Он. А ты не пугай меня! Если б вы знали все о нашей жизни здесь за эти пятнадцать лет, вы заговорили бы по-другому!
Дик. Только не вздумай нам рассказывать все от Адама.
Штурман. Не ты первый из наших старых товарищей просишь рассудить себя со своей совестью. К нам обращались многие.
Второй пилот. И последний – Жак Моно – неделю назад. Его отправляли в Алжир, хотели, чтобы он закатал рукава и взял за глотку этих алжирцев. Его даже не спрашивали: да или нет, считали, что, если майор Моно двадцать лет в армии, его не о чем спрашивать… Но он все же решил посоветоваться со своей совестью.

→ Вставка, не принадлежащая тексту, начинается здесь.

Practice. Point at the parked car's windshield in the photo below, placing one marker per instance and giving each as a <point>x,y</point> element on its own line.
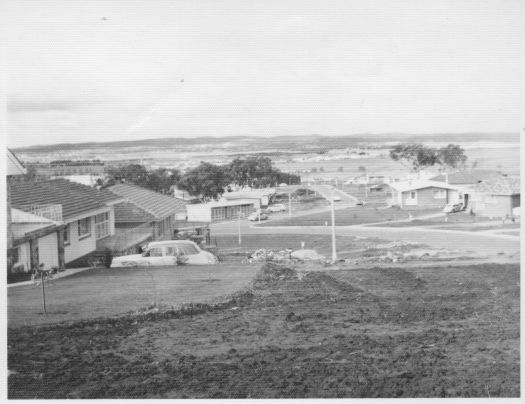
<point>187,249</point>
<point>183,248</point>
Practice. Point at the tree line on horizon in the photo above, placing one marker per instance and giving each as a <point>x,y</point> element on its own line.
<point>207,181</point>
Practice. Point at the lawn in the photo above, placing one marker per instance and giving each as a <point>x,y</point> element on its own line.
<point>350,216</point>
<point>101,292</point>
<point>419,332</point>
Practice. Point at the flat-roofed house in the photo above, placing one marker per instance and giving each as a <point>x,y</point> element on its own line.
<point>424,194</point>
<point>217,211</point>
<point>467,178</point>
<point>496,198</point>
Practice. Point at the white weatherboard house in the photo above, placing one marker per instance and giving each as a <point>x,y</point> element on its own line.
<point>425,194</point>
<point>86,214</point>
<point>217,211</point>
<point>262,194</point>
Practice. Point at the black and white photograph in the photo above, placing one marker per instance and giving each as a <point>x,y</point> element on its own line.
<point>262,199</point>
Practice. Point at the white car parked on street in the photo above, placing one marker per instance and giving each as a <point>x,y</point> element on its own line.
<point>278,207</point>
<point>159,253</point>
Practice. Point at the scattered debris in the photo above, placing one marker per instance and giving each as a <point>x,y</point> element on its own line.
<point>307,255</point>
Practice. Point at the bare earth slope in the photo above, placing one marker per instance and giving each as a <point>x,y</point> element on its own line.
<point>418,332</point>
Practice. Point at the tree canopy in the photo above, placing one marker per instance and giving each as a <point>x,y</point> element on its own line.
<point>159,180</point>
<point>418,156</point>
<point>207,181</point>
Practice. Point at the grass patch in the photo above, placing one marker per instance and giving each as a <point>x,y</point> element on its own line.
<point>350,216</point>
<point>423,332</point>
<point>102,292</point>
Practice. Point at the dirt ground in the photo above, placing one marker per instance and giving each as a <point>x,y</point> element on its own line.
<point>419,332</point>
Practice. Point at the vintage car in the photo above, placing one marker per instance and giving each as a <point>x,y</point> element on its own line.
<point>170,252</point>
<point>255,216</point>
<point>278,207</point>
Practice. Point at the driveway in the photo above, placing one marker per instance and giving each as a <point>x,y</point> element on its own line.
<point>105,292</point>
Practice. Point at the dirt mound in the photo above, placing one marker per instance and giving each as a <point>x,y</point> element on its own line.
<point>325,281</point>
<point>272,272</point>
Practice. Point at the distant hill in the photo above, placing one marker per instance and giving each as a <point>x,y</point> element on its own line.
<point>297,142</point>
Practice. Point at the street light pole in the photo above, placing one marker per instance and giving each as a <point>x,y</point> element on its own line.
<point>239,225</point>
<point>334,252</point>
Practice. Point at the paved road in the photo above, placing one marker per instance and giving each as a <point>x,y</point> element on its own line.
<point>482,243</point>
<point>325,192</point>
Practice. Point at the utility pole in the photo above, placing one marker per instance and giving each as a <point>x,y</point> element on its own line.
<point>239,225</point>
<point>334,252</point>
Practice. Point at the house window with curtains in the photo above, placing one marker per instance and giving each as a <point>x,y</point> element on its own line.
<point>102,225</point>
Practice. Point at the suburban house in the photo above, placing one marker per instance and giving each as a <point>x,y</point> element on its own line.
<point>496,198</point>
<point>425,194</point>
<point>144,212</point>
<point>35,240</point>
<point>221,210</point>
<point>85,216</point>
<point>262,195</point>
<point>466,178</point>
<point>31,239</point>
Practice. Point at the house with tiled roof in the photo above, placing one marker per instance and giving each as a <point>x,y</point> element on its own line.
<point>143,208</point>
<point>496,198</point>
<point>86,215</point>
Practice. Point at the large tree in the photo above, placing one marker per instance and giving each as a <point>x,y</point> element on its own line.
<point>452,156</point>
<point>207,181</point>
<point>415,155</point>
<point>159,180</point>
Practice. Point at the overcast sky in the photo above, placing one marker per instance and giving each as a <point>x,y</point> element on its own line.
<point>120,70</point>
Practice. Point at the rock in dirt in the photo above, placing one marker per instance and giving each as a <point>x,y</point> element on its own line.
<point>307,255</point>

Он. И что вы ему посоветовали?
Второй пилот. А ты что, не читаешь газет, ты только пишешь в них?
Он. Я читал, что он отказался ехать и находится под следствием.
Штурман. И ты не можешь догадаться, что мы ему посоветовали?
Второй пилот. А ему это было потрудней, чем тебе поставить свою подпись. Расстаться с мундиром, который таскаешь на плечах двадцать лет!
Он. Не все такие, как он.
Штурман. Это верно.
Он. Я знаю и других.
Дик. О ком ты?
Он. О том, кто не меньше меня обязан вам жизнью. И однако…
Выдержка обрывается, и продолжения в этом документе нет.